Unruh is the Chairman of Senior Citizens of Marion County, Inc., an organization composed of an amalgam of representatives from various committees and boards. The group meets monthly in different towns around the county and brings the fellowship — and information on resources for seniors — with them.
“I think that’s the big thing with older people, we just enjoy the friendship so much,” Unruh said.
The group’s bylaws mirror that sentiment. The board’s purpose is to keep informed of the needs of Marion County seniors, and to coordinate and promote implementation of services, activities, and fellowship that contribute to “a more meaningful life and well-being of older persons.”
Gayla Ratzlaff of Hillsboro, head of the county department of aging and ex-official member of the SCMC board of directors, is a tax professional, and many access Ratzlaff’s tax services through the board, Unruh said.

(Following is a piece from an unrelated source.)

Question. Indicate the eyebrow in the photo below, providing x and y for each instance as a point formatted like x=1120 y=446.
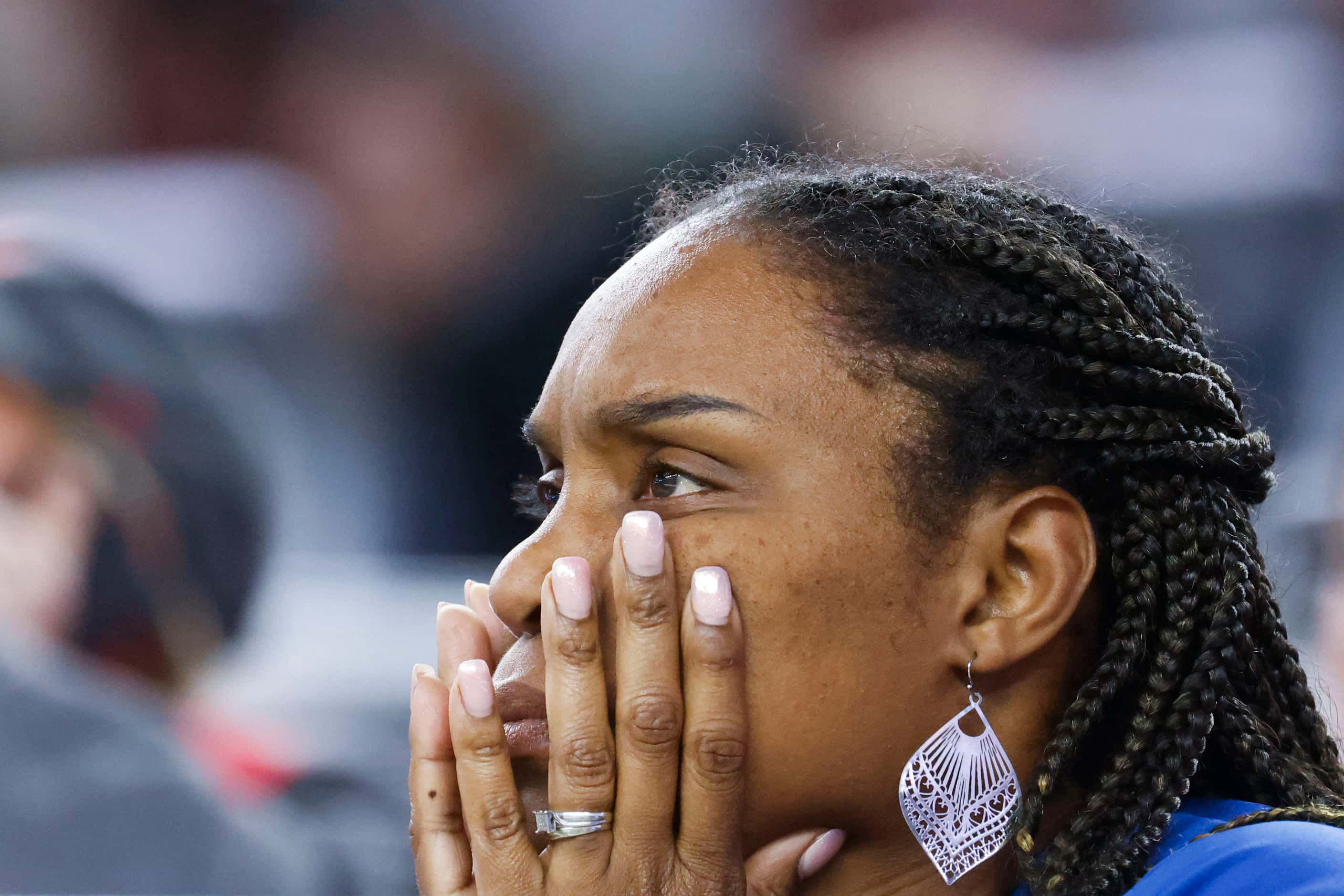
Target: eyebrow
x=644 y=411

Unruh said even if it’s helping someone that has trouble keeping up with their rent, the board will do whatever it can.
The board is also a hub for area senior centers.
“We are supporting the senior centers in our area because a lot of the same issues happening in one senior center are maybe happening in another,” Ratzlaff said. “Through that they can find out how other centers are working or what are they doing.”
In addition to working within the community, the group works with state and federal legislators to lobby on behalf of senior citizens.
Former Marion mayor Mary Olson was selected to be the county’s Silver Haired Legislator. The group meets in September with legislators on the state level to forward desires of senior citizens from all over the state.
North Central Flint Hills Area Agency on Aging board members Sue Clough and Barbara Smith also report to SCMC.
The meetings consist largely of hearing reports, Ratzlaff said.
“It’s an informational meeting that happens and then that information is given to people who go back and share it with their individual groups,” she said.
But it’s also free refreshments, a lunch, and an opportunity to bond with seniors throughout the county.
“It’s just amazing the friendships that developed between the group, myself and others,” Unruh said. “They just remain friends.”